De donde “las niñas Urbina” a la izquierda, vivían Chito y Noel, hijos de Abraham y nietos de franceses. Cuando la suerte golpeaba sus cristales y el fruto del trabajo de sus padres asomaba en su ropa, juguetes y alimentos, una noche de póker cortó de tajo la cosecha de una fábrica de camisas en plena producción.

Frente al Teatro Municipal, estaba la cantina “La Flota”... ahí era el “oeste”. Los borrachos gritones y algunos “chicos bien de a caballo”, sembraban la zozobra en el vecindario, todos eran “arrechos”, portaban 38 y ataban sus corceles en las argollas de los postes. El honor de damas y caballeros conocidos en la ciudad se ponía en duda. Corrían las tandas... de tragos y serenatas de balazos cortaban el silencio de la noche.

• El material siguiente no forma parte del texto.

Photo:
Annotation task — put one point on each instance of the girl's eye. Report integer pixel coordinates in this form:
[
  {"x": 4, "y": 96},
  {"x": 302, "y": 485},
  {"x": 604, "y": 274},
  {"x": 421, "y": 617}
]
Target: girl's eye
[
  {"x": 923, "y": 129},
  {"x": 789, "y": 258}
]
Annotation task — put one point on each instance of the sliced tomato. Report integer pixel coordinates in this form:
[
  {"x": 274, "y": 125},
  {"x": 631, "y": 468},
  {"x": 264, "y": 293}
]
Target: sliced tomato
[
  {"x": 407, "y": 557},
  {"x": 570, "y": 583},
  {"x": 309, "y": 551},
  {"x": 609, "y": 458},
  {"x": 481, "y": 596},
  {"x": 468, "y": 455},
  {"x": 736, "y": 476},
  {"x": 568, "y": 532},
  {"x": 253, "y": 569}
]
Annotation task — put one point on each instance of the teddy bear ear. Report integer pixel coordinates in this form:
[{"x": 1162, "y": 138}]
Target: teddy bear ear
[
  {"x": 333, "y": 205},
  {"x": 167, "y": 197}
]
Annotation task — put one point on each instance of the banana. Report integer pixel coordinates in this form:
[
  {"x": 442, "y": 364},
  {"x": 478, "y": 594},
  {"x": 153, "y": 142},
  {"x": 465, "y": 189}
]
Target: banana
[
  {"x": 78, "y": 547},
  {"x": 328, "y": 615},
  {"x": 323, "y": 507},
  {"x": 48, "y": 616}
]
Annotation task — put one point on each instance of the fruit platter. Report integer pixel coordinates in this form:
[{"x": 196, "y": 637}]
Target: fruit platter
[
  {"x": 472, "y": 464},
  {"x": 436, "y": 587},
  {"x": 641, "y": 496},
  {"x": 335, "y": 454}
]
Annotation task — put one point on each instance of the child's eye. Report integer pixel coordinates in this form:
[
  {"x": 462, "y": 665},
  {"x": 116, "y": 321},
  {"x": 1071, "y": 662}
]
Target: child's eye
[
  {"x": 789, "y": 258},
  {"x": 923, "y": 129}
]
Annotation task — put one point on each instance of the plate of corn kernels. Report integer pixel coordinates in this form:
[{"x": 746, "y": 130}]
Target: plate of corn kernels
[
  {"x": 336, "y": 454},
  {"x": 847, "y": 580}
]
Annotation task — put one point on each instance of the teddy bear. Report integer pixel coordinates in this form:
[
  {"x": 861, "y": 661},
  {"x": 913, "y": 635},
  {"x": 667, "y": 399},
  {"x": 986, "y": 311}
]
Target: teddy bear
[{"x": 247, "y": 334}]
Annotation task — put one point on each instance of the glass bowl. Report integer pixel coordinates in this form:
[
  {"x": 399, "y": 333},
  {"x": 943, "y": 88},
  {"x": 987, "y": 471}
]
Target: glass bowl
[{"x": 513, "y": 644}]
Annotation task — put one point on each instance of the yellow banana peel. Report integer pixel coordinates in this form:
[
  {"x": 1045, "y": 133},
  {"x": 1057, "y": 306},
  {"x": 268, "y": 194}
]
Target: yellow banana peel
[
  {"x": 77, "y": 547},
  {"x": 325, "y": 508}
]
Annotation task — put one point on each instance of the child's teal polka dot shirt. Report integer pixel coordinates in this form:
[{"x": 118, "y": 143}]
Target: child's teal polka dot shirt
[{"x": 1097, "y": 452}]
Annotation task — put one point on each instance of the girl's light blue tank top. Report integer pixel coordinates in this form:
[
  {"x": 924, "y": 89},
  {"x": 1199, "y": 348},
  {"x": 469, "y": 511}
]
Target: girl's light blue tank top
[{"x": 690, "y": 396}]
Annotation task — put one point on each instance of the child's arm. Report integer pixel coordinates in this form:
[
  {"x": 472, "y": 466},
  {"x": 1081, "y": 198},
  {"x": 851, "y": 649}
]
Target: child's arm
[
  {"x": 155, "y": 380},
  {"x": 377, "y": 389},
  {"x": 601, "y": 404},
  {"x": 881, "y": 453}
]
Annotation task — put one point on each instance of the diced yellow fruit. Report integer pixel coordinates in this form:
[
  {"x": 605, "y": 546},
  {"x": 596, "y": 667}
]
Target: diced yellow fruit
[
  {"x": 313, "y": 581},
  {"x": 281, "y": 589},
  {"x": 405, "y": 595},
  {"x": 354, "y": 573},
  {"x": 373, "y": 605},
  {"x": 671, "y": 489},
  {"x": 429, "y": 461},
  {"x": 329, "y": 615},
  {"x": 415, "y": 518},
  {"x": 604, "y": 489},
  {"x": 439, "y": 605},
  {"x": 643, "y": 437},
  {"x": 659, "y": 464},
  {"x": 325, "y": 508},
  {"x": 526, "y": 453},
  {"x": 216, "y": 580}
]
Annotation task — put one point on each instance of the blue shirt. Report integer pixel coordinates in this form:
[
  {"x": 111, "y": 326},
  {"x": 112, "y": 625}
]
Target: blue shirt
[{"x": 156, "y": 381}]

Muy cerca de las “niñas Urbina”, los Herdocia, con un padre fiero, las hijas muy sumisas, el hermano suave, católico creyente y fervoroso, llevaba siempre el palio del Santísimo en los Jueves de Catedral; cuando se encendían las luces y el incienso llenaba el ambiente a procesión por muchas cuadras.

En la esquina cercana estaba Yeyo y su botica. El jabón de moda era el Island Palma, muchos años después desalojado del mercado por el famoso Camay. Yeyo, recién casado mataba el hastío del no trabajo, inventando medicinas, despachando cuchillas guilletes y escondiendo prudentemente las cajas de preservativos, artículo prohibido y de inmoral factura.

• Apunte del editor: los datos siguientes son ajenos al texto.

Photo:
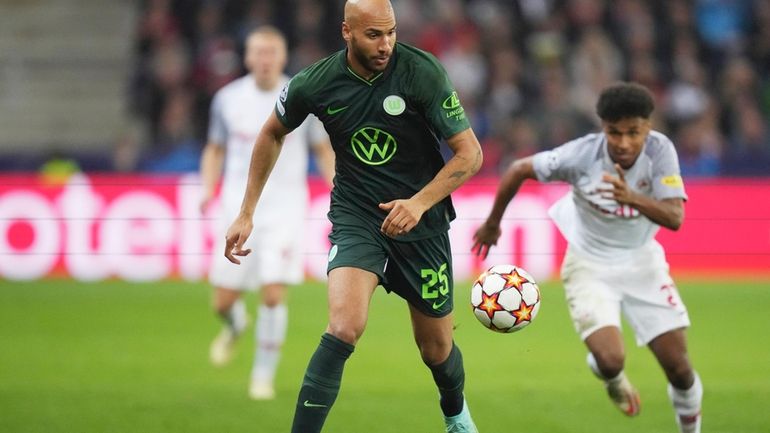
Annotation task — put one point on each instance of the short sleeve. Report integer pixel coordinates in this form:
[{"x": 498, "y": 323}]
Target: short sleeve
[
  {"x": 291, "y": 107},
  {"x": 666, "y": 178},
  {"x": 217, "y": 133},
  {"x": 315, "y": 131},
  {"x": 439, "y": 99}
]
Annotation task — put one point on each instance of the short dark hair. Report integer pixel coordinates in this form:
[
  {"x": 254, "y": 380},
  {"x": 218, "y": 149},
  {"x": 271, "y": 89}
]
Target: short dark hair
[{"x": 624, "y": 100}]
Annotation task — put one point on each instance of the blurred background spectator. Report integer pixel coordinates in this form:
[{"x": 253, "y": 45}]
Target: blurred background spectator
[{"x": 528, "y": 72}]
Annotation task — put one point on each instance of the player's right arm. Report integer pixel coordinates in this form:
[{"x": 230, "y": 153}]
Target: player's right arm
[
  {"x": 489, "y": 232},
  {"x": 266, "y": 150}
]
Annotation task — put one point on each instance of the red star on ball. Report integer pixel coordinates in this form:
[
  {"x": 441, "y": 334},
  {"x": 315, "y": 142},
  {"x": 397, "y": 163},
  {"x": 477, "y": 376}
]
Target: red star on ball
[
  {"x": 489, "y": 304},
  {"x": 524, "y": 313},
  {"x": 514, "y": 279}
]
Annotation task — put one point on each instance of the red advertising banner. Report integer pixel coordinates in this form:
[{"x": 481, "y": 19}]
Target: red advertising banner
[{"x": 145, "y": 228}]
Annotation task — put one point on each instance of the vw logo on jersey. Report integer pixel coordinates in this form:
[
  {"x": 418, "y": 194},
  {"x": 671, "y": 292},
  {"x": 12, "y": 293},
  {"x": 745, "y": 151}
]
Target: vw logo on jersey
[
  {"x": 373, "y": 146},
  {"x": 394, "y": 105}
]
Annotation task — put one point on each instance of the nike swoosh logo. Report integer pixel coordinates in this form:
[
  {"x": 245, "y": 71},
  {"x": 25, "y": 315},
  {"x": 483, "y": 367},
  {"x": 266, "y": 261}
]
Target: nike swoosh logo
[
  {"x": 332, "y": 111},
  {"x": 437, "y": 306},
  {"x": 307, "y": 402}
]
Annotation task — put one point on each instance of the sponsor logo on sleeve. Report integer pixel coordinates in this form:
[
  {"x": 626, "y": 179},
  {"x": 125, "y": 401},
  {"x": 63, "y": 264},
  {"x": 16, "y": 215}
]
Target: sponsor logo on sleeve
[
  {"x": 453, "y": 108},
  {"x": 673, "y": 181},
  {"x": 394, "y": 105},
  {"x": 280, "y": 104}
]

Las niñas Baca también eran del barrio y el Maitro Sánchez, barbero de buen gusto y hormador de sombreros, era sordo, trabajador y terco. Hijo del amor a los niños del Padre Mariano Dubón, igual que Carlos Pasos, hallaron sabiduría, ternura, honradez y deseos de superación.

“La Pensión Estudiantil” coronaba el vecindario, poblado por espíritus burlones, estudiantes aventajados, muchachas avispadas, deportistas y amigos, quienes sonreían indulgentes o asombrados de la pertinaz verborrea hipocrática de Rogelio Lindo, un humilde leonés que absorbía de memoria textos íntegros de medicina y no sólo los recitaba de memoria ante ese auditorio, sino que desde la acera misma de la universidad, “soplaba” sus lecciones a estudiantes en momentos de crisis.

La casa de las “niñas Urbina” estaba bien situada. Angela, Otilia y Margarita bordaban telas y milagros, mientras nosotros los pequeños huéspedes, estudiábamos y hacíamos travesuras.